Emilia Romagna

Bologna, 600 studenti in piazza. “La crisi non la paghiamo. I politici? Tutti uguali”

Al grido di “Noi la crisi non la paghiamo” il corteo di protesta del collettivo Cas paralizzato il centro città. Uova e striscioni contro la sede Unicredit e l’azienda dei trasporti pubblici

Abbasso i politici, i banchieri e i trasporti pubblici. Va in scena per le vie centrali di Bologna il primo sciopero studentesco dell’autunno 2013 e il traffico in città va subito in tilt.

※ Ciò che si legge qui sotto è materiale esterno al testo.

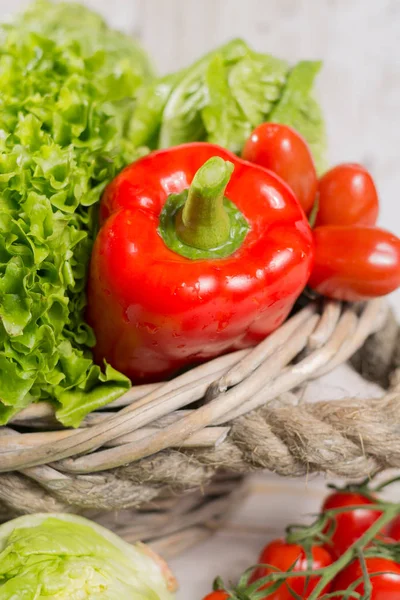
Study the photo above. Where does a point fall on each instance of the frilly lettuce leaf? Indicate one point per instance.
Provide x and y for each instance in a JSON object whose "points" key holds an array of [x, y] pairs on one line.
{"points": [[66, 557], [68, 86]]}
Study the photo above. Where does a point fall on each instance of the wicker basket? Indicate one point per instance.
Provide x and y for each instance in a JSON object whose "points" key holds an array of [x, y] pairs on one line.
{"points": [[165, 463]]}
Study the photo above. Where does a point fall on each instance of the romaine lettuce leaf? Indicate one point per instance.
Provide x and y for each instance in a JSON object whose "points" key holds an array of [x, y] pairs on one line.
{"points": [[68, 86], [66, 557], [298, 108], [225, 95]]}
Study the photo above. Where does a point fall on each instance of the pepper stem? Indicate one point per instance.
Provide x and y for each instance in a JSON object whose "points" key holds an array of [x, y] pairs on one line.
{"points": [[203, 222]]}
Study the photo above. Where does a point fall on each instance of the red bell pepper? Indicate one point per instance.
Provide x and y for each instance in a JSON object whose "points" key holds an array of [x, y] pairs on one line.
{"points": [[199, 253]]}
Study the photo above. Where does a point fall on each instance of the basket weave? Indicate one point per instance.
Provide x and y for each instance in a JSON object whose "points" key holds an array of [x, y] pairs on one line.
{"points": [[170, 457]]}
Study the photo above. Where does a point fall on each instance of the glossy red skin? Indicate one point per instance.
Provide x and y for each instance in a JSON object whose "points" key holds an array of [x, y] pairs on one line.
{"points": [[394, 529], [282, 556], [347, 196], [154, 311], [282, 150], [355, 263], [351, 525], [384, 587]]}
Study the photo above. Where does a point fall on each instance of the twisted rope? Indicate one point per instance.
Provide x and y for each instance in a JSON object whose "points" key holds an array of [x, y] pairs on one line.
{"points": [[350, 438]]}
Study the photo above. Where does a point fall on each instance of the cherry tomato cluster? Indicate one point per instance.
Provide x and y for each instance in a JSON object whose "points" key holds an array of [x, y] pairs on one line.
{"points": [[324, 559], [354, 259]]}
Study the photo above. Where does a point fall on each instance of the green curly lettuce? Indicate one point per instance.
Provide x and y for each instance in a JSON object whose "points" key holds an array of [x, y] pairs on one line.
{"points": [[68, 86]]}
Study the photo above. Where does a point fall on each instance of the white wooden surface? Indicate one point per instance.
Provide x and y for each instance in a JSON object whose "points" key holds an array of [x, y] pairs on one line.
{"points": [[360, 91]]}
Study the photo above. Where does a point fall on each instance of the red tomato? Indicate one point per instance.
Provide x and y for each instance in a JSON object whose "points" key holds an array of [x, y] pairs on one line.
{"points": [[350, 525], [385, 586], [394, 529], [282, 556], [283, 151], [347, 196], [355, 263]]}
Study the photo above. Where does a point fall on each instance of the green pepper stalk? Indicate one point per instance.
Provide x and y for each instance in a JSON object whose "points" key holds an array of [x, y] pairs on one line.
{"points": [[203, 222]]}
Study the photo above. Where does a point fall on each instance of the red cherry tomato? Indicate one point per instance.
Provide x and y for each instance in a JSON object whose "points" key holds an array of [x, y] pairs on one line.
{"points": [[282, 150], [347, 196], [283, 556], [394, 529], [385, 586], [355, 263], [350, 525]]}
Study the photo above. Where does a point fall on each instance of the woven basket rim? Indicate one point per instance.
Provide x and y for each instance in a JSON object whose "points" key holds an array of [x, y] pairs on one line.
{"points": [[152, 418]]}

Il collettivo Cas anticipa di un giorno la manifestazione nazionale della rete Stud Aut (il 4 a Bologna è festa del patrono) e raduna circa 600-700 studenti delle scuole superiori a pochi metri dalla stazione ferroviaria. Il corteo di protesta gira verso i viali di circonvallazione e zigzagando percorre veloce le arterie principali del centro senza aver comunicato alla Questura il percorso. “Noi la crisi non la paghiamo” gridano i ragazzi bolognesi. Ed il primo soggetto pubblico che merita una “punizione verbale” è Tper, l’azienda dei trasporti locale, rea di aver aumentato le tariffe delle corse dei bus. Un cartello appeso fuori dalla stazione delle corriere è un avviso in mora per l’azienda: “Noi i biglietti non li paghiamo”.

Facce dipinte, e coperte, con la maschera di Guy Fawkes: va in scena il V per Vendetta bolognese. Ribellione ed ideologia d’antan però si stemperano di anno in anno. Si passa così dal “noi andiamo dove ci pare” alla preoccupazione per “i genitori che pagano sempre più tasse e vengono licenziati dai posti di lavoro”. Protesta materiale che raccoglie il malcontento “su caro libri e trasporti, su presidi-sceriffi, banche e scuole a pezzi” e che sfocia in un imbrattamento dei muri della città con manifesti e colla proprio per rispondere in maniera provocatoria alla polemica sui writers e i graffiti, che ha visto la Procura di Bologna aprire due inchieste con l’ipotesi di danneggiamento aggravato senza escludere di poter seguire l’esempio di Milano contestando l’associazione a delinquere.

Bersagli preferiti di uova e manifesti appiccicati su vetrine e muri, le sedi Unicredit di via Marconi e via Ugo Bassi, come la biglietteria centrale di Tper. “Ci dà fastidio questo magna magna dei burocrati di Stato”, spiega una quindicenne che scatta decine di foto con l’iPhone, “Berlusconi e la fiducia al governo Letta? Sinceramente non ce ne frega nulla. I politici sono tutti uguali”.

Il corteo a serpentina si allunga e si ricompatta di continuo, ma tutto, compresi i fumogeni e le scritte proibite, rientra nella normalità delle proteste d’autunno. Solo qualche attimo di tensione quando una ragazzina blocca un’auto della municipale che vuole infilarsi in mezzo al corteo da una via laterale. Il vigile alla guida s’infuria: “Ragazzi, stiamo lavorando per voi”. E lei: “No, siamo noi a lavorare per voi”. Altre ragazze si siedono sul cofano, l’auto di pattuglia desiste e a marcia indietro si riposiziona da dove era venuta.

La manifestazione si è chiusa con l’occupazione di una palazzina comunale vuota da anni all’interno dei Giardini Margherita. Una piccola sega elettrica per aprire la porta, qualche fumogeno sul tetto e parecchie videocamere, questa volta della Digos, a riprendere il blitz: “Abbiamo preso questo spazio come atto di denuncia – ha spiegato il portavoce del Cas – Vogliamo far vedere che il Comune parla di militarizzazione e telecamere e lascia vuoti i posti che vanno rivitalizzati”.